Ну, тут мы входим и прямо к нему, а он, извольте видеть, за столом расселся с литровой бутылкой и как раз собирается себе налить. Ну, если бы взгляд мог убивать, мы бы все тут же скончались, потому что такого мрачного и злого взгляда ты не видывал… А потом он начал ругаться на чем свет стоит. Я отнимаю у него бутылку, а он упрашивает дать хотя бы еще глоток. «Нет, сударь мой, — говорю, — ты отправляешься в больницу, мало того — отправляешься сейчас же. Мы ни минуты больше не намерены ждать». Я знала, что по-другому с ним нельзя; я его не первый раз таким видела и знала, что если мы его не заберем, он выпивку из-под земли достанет. И Люк говорит: «Или ты идешь, или я тебя сам потащу, а Бен мне поможет». А Бен говорит: «Нет! К черту! Я его знать не желаю. Пусть что хочет, то и делает». — «Но если мы его оставим, — Люк говорит, — он же умрет от пьянства». А Бен отвечает: «Ну и черт с ним, если ему так хочется. Может, мы хоть вздохнем спокойно. Он всегда все делал по-своему, — говорит, — ни о ком, кроме себя, не думал, и мне все равно, что с ним будет. Я так, — говорит, — мечтал об этой поездке, думал, развлечемся хоть немного, а он все испортил да еще осрамил нас. Можешь возиться с ним сколько хочешь, а с меня хватит». Ну, правда, мальчику было обидно: он так ждал этой поездки, денег накопил, сшил себе новый костюм, и надо же, чтобы твой папа так себя повел; конечно, это для всех нас было горьким разочарованием. Мы-то надеялись, понимаешь, что положим его в больницу и погуляем немного, посмотрим город — куда там! Он так мудровал, что его целым полком надо было стеречь.
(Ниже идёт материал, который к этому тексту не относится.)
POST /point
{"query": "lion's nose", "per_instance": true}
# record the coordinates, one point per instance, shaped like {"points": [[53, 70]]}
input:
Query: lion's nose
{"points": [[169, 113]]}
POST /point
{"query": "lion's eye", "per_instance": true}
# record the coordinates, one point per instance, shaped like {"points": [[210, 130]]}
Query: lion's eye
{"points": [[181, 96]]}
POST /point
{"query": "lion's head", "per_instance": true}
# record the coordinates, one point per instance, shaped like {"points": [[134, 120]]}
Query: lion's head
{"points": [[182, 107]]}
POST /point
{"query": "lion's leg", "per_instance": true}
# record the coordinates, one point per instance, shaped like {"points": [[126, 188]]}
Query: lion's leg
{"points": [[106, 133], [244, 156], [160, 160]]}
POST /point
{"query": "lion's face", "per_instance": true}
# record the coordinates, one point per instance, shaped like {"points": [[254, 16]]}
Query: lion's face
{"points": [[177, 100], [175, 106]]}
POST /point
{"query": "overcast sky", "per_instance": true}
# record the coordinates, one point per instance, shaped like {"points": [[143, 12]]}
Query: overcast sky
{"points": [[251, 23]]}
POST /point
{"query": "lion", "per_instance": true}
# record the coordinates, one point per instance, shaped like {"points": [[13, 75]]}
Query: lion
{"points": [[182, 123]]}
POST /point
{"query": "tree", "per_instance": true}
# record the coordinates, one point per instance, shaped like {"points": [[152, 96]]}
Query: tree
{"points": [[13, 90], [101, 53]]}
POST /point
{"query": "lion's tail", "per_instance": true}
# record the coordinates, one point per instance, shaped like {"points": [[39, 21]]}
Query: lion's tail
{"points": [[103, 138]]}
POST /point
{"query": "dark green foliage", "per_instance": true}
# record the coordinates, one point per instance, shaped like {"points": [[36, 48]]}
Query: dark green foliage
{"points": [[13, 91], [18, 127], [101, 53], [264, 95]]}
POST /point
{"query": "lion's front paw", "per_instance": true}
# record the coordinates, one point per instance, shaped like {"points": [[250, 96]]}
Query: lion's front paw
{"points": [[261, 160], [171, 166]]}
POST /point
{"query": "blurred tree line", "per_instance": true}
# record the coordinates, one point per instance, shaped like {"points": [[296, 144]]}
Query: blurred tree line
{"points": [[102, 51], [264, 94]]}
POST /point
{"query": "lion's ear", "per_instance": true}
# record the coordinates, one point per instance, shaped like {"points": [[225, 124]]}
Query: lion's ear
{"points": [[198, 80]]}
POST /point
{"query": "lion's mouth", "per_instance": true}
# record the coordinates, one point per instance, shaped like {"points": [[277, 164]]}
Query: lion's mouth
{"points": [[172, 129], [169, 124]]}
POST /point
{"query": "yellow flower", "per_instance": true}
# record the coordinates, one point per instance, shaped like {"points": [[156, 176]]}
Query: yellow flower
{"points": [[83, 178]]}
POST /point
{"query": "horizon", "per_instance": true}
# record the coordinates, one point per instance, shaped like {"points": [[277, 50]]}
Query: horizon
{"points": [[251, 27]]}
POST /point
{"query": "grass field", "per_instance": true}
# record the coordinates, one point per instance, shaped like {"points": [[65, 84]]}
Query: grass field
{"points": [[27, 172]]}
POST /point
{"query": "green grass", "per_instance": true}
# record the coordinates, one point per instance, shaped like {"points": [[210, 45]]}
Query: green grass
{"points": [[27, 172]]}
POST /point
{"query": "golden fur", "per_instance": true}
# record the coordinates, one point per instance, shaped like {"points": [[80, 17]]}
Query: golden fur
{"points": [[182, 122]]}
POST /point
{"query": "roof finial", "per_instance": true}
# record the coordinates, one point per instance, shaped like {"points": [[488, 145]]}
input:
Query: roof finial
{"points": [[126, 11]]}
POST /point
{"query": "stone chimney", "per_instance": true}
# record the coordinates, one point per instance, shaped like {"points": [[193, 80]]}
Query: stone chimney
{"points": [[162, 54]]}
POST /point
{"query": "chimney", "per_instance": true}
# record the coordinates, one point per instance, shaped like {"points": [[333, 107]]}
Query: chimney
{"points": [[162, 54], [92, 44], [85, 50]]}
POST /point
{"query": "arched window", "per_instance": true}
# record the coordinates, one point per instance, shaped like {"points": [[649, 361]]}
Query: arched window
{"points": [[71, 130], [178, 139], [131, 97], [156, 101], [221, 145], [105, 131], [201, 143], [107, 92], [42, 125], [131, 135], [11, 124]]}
— Ну, он, конечно, не хотел в больницу, но понял, что мы от своего не отступимся, и подчинился; они с Люком вернулись к нему в комнату, а я достала его костюм, и мы его одели. Стала я собирать ему вещи в больницу — ночные рубашки, халат, шлепанцы и всякое такое — и вижу: чистых рубашек нет, на нем — грязнущая, в ней стыдно пускать, а я знаю, что ему понадобятся рубашки, когда ему разрешат сидеть. «Куда девались твои рубашки? — говорю. — Что ты с ними сделал? Я помню, что положила шесть штук, не мог же ты их потерять, — говорю, — где они?» — «Они зажулили, они зажулили, — говорит, плаксиво так, и снова начинает бушевать: — Пусть подавятся! — кричит. — Изверги! Они разорили меня, погубили, они выпили из меня всю кровь, пусть теперь забирают остальное». — «Что ты говоришь? — говорю. — Кто — они?» А Люк говорит: «Да как же, мама, это китайцы, у которых прачечная. Они взяли его рубашки, — говорит, — да я сам их отнес, но это было неделю назад. — И говорит: — Я думал, он давно их забрал». — «Ничего, — говорю, — сейчас пойдем и заберем. Нельзя же пускать его в таком виде. Срам один!»